Sementara itu, ada pula ulama’ yang memberikan definisi asbabul wurud,
agak mirip dengan pengertian asbabun-nusul, yaitu :
ما
ورد الحديث أيام وقوعه
“Sesuatu (baik
berupa peristiwa-peristiwa atau pertanyaan-pertanyaan) yang terjadi pada waktu Hadis itu disampaikan oleh
nabi SAW.”
Dari ketiga definisi tersebut di atas dapat ditarik benang merah bahwa
asbabul wurud adalah konteks historisitas, baik berupa peristiwa-peristiwa atau
pertanyaan atau lainnya yang terjadi pada saat Hadis itu disampaikan oleh Nabi
SAW. Ia dapat berfungsi sebagai pisau analisis untuk menentukan apakah Hadis
itu bersifat umum atau khusus, mutlaq atau muqayyad, naskh atau mansukh dan
lain sebagainya.
Dengan demikian, dalam perspektif ini mengetahui asbabul wurud bukanlah
tujuan (ghayah), melainkan hanya sebagai sarana (washilah) untuk memperoleh
ketepatan makna dalam memahami pesan moral suatu Hadis.[8]
2.2
Macam-Macam Asbabul Wurud
Menurut imam as-Suyuthi asbabul
wurud itu dapat dikatagorikan menjadi tiga macam, yaitu:
1) sebab yang berupa ayat al-Qur’an,
2) sebab yang berupa Hadis itu sendiri
3) sebab yang berupa sesuatu yang berkaitan dengan
para pendengar dikalangan sahabat
Berikut ini akan
dijelaskan satu-persatu mengenai ketiga macam tersebut, yaitu:
1.
Sebab yang berupa ayat al-Qur’an.
Artinya di sini ayat al-Qur’an itu menjadi penyebab Nabi SAW.

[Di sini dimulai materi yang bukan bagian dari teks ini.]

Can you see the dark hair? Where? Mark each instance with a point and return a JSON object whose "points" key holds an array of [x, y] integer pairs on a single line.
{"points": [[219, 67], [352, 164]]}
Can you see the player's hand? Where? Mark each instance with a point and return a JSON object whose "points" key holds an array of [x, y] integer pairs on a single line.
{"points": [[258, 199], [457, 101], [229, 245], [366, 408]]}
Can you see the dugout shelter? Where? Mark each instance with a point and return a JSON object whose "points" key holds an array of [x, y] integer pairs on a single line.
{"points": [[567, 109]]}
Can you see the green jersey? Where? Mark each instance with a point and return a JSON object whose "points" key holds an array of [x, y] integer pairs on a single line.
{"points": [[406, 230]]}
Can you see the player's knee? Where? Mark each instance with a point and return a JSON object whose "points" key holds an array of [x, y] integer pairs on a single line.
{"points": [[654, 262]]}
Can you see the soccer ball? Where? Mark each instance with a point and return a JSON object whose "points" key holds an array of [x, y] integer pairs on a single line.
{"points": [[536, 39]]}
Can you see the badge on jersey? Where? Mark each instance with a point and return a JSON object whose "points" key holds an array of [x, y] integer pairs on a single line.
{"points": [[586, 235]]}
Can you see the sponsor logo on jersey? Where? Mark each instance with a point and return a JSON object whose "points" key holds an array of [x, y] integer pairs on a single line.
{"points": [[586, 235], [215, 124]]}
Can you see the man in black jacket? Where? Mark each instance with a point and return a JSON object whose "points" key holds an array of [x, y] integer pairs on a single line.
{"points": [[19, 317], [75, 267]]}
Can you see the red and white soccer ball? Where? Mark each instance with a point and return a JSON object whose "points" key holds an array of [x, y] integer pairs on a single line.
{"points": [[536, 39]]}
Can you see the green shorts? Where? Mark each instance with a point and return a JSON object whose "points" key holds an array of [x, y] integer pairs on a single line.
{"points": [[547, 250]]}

Mengeluarkan sabdanya. Contohnya antara lain firman Allah Swt. Yang berbunyi :
الذين
أمنوا ولم يلبسوا إيمانهم بظلم أولئك لهم الأمن وهم مهتدون
“orang-orang
yang beriman, dan mereka tidak mencampur adukkan iman mereka dengan kedzaliman,
mereka itulah orang-orang yang mendapat keamanan dan mereka itu orang-orang
yang mendapatkan petunjuk” (Q.S. Al-An’am: 82)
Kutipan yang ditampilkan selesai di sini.